What is FP32 and why is it the baseline?
FP32 (32-bit Floating Point) stores each number in 32 bits, which is four bytes. It is the traditional full-precision format: enough range and resolution that, for most model work, you treat its results as the reference. Training a model often happens at or near this precision, and when people want to know how much a smaller format costs in accuracy, they compare against FP32.
The catch is size. Four bytes per weight adds up fast. A model with tens of billions of weights in FP32 runs to hundreds of gigabytes before you have served a single token. On a box that shares one memory pool between the operating system and the model, that leaves no room for anything else. Precision you cannot fit is precision you cannot use.

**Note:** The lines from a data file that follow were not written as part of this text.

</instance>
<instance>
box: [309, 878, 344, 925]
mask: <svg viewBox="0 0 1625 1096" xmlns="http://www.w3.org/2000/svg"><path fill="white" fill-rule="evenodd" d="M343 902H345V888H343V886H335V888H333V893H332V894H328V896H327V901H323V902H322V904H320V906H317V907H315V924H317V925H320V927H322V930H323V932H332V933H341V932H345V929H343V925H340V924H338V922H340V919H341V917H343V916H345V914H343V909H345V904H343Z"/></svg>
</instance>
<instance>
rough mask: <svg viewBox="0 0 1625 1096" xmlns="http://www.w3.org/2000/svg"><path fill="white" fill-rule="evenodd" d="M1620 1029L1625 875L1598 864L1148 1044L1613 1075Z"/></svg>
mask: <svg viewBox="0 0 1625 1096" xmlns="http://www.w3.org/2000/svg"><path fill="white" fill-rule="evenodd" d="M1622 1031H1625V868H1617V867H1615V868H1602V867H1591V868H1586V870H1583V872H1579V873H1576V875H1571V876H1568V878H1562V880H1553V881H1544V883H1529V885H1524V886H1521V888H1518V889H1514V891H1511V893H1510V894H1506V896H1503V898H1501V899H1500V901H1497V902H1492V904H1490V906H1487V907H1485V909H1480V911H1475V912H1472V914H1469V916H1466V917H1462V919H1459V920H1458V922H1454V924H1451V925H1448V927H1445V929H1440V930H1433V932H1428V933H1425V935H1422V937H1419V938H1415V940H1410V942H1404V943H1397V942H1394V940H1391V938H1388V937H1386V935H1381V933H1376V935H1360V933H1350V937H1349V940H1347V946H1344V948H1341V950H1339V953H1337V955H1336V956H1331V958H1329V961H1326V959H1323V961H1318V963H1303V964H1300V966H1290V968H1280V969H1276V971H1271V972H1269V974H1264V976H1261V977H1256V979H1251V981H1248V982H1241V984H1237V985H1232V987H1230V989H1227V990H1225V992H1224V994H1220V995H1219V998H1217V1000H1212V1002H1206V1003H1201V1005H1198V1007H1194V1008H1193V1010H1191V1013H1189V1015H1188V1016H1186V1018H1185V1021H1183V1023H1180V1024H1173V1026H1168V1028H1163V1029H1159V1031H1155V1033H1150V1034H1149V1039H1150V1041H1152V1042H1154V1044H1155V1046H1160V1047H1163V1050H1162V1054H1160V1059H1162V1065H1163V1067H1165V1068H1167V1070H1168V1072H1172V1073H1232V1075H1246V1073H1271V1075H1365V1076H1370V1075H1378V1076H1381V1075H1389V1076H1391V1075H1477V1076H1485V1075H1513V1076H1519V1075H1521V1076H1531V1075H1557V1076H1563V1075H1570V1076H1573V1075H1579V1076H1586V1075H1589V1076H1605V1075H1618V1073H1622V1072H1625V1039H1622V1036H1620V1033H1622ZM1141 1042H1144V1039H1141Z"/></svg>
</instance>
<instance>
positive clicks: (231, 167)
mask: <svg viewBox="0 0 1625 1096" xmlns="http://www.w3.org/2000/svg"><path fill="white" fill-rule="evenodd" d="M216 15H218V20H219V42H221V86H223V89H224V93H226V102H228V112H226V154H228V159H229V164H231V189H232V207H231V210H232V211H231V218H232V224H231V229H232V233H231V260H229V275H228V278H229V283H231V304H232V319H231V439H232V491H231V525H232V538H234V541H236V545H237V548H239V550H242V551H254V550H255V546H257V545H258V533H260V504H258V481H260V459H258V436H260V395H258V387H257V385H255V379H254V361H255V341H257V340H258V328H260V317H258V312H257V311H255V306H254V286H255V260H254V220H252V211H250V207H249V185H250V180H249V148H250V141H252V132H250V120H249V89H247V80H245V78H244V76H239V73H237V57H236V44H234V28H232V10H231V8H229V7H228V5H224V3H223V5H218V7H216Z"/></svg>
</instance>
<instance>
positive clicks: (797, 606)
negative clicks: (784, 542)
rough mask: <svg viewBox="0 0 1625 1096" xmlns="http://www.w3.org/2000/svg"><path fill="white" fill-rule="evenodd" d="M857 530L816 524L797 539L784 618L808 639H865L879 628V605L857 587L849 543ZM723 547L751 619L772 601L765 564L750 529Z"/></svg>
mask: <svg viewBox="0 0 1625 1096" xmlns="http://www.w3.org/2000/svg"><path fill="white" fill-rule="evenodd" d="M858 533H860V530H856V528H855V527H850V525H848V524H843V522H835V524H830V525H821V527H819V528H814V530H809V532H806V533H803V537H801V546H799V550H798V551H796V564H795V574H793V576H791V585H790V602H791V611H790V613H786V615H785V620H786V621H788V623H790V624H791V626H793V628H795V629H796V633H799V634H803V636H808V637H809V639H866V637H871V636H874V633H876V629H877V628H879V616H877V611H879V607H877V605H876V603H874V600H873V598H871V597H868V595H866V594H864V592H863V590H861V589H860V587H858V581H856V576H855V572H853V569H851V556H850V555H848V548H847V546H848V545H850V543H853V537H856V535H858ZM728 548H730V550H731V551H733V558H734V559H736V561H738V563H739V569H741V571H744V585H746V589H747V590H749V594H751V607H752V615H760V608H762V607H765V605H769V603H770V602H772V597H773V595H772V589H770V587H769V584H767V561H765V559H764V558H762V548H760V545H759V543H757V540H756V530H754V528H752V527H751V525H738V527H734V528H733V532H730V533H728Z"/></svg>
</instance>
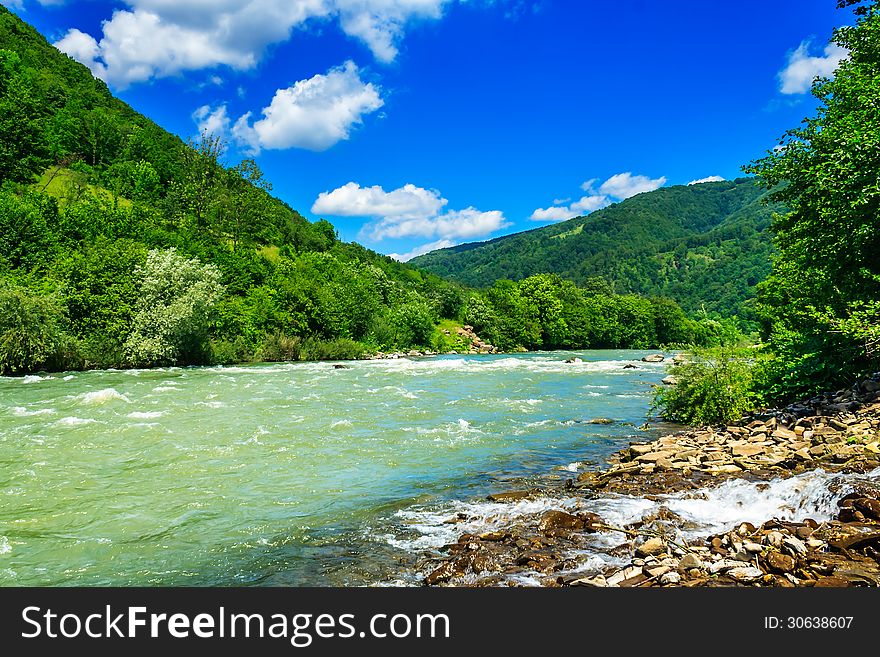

Why do you rarely serve in FP32?
Because almost nothing about local inference rewards it. The narrower formats give you most of the model’s quality for a fraction of the memory, and they decode faster too, since every token has to stream the weights through the chip and fewer bytes means less to move. A 16-bit format halves the footprint; quantization down to INT4 (4-bit integer) or FP8 (8-bit floating point) cuts it much further.
So FP32 stays mostly where it earns its keep: in training, and as the honest yardstick you measure a quantized model against. When you are deciding what to run at home, the real question is how far below full precision you can drop before the model gets measurably worse, not whether you can afford FP32. You usually cannot.